According to the data (Tab.1) and chart (Fig.23), the enzyme activities per unit resuscitation volume of the two generations of bacteria increased by more than two times after the addition of fructose-oligosaccharides. From the perspective of the enzyme activity of bacteria's total third generation and the second representative now, but as a result of the second generation of ten times the bacteria recovery is closer to the third generation, the magnitude of the unit recovery of enzyme activity performance is not very good. In contrast, the third generation directly into the fungus powder and sugar the same amount of low fructose and blending effect better, the unit can achieve highest recoveries of enzyme activity 5.2686 x10^8 CFU/ml.
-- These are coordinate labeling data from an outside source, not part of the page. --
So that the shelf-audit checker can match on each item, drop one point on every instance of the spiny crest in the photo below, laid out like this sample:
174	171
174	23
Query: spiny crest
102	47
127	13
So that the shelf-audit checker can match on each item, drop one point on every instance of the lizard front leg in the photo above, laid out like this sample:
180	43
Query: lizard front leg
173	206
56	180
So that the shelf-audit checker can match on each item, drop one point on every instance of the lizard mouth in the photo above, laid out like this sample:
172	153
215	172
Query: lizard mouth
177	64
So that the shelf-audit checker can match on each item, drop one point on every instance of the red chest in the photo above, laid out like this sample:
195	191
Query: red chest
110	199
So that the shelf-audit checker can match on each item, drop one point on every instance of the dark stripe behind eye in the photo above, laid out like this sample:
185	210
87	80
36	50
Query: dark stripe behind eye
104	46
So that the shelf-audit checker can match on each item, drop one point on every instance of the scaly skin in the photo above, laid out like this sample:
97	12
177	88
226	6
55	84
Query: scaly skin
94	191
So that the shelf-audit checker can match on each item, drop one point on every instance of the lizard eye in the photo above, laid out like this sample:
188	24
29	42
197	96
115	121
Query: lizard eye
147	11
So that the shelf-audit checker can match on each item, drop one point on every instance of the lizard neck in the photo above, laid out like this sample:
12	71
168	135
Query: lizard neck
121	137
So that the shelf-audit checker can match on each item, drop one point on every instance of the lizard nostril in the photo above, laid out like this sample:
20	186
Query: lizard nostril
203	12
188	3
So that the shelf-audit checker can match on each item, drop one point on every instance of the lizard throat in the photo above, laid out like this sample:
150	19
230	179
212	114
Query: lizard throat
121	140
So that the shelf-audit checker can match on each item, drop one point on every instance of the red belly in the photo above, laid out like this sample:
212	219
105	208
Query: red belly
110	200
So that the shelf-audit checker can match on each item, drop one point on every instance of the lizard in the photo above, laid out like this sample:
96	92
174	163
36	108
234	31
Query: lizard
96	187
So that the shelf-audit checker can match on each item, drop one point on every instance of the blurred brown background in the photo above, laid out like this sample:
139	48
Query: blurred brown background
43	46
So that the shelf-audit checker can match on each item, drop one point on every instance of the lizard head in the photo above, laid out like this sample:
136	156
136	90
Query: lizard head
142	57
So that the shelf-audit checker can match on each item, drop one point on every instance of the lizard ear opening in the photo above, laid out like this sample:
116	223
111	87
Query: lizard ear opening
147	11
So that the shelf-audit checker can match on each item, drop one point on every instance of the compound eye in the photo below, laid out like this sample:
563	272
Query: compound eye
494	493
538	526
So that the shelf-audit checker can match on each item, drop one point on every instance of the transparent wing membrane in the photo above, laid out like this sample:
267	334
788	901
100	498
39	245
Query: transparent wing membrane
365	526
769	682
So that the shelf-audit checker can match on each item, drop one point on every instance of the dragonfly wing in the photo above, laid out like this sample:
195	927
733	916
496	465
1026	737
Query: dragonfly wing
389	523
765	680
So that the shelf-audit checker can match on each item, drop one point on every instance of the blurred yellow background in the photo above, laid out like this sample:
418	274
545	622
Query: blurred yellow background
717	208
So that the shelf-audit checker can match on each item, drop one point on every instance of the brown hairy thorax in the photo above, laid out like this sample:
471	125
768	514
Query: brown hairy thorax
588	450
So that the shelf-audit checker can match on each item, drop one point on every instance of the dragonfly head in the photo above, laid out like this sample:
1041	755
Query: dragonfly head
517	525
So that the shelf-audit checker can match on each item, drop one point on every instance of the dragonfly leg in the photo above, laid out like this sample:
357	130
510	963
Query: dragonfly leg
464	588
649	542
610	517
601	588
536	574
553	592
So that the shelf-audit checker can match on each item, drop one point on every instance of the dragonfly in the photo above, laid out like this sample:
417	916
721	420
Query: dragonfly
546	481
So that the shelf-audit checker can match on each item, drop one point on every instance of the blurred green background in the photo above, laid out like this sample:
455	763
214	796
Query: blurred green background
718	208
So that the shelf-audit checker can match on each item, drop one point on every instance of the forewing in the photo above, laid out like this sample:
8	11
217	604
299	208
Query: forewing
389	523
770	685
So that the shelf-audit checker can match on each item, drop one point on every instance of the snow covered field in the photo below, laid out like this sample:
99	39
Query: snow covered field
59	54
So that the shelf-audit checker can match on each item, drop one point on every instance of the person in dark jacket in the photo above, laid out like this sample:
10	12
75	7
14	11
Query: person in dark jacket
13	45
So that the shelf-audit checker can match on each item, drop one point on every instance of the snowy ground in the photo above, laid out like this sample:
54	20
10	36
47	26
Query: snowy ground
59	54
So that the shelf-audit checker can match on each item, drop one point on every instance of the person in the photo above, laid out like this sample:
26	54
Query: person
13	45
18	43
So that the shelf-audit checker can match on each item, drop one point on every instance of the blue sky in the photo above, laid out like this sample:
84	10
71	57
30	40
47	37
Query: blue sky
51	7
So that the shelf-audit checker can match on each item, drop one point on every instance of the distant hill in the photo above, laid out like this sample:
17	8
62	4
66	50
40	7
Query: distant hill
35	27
Thus we can finally confirm that the recovery quantity under the premise of the gap is not big, the third generation compared with the second generation, the third generation has a higher recovery of enzyme activity of the unit, so we decided to adopt the third generation of formula, namely according to the first generation of freeze-dried bacteria powder protectant formula, directly into the fungus powder and sugar the same amount of low poly fructose and blending. So far, we have completed the whole process of optimizing the formulation of lyophilized mushroom powder protectant.

In order to conduct targeted drug stability verification for IBD patients with different colonic pH at different disease activity periods, we formulated artificial intestinal fluid with three pH gradients according to The Chinese Pharmacopoeia. The standardized disintegration time limit of No.2 enteric-soluble hydroxypropyl methylcellulose capsule was examined.

According to the requirements of Chinese Pharmacopoeia, the disintegration verification results of enteric-soluble capsules were obtained by naked eye observation, so we took photos of the experimental process and results to support our naked eye observation results.

After the capsules were filled, we started the experiment of step 1, which was checked in hydrochloric acid solution (9:1000) without baffle for 2 hours. At this time, there was no crack or disintegration of each capsule shell (Fig.24).

It can be seen that the capsules in the three beakers did not disintegrate, and the first step was successful.

Then the hanging basket was removed, washed with a small amount of water, and then checked in phosphate buffer solution 1, 2, and 3 in accordance with the above method. All the particles should be disintegrated within 1 hour (Fig.26). If one particle cannot completely disintegrate, another 6 particles should be taken for the retest, which should meet the requirements.

Take phosphate buffer 1, 2, and 3 and add them into beakers 1, 2, and 3 respectively. Add 800ml to each beaker and then put them into hanging baskets (Fig.27)

In the actual operation, the disintegration time only lasted for 30min, that is, all capsules were found to have disintegrated, indicating that enteric-soluble capsules could disintegrate in the intestinal environment of different pH, and the experiment was successful. (Fig.28 A B C)

This experiment showed that the enteric dissolved capsules we selected could disintegrate and take effect in the intestines of IBD patients with different pH, thus confirming the reliability and stability of the capsules.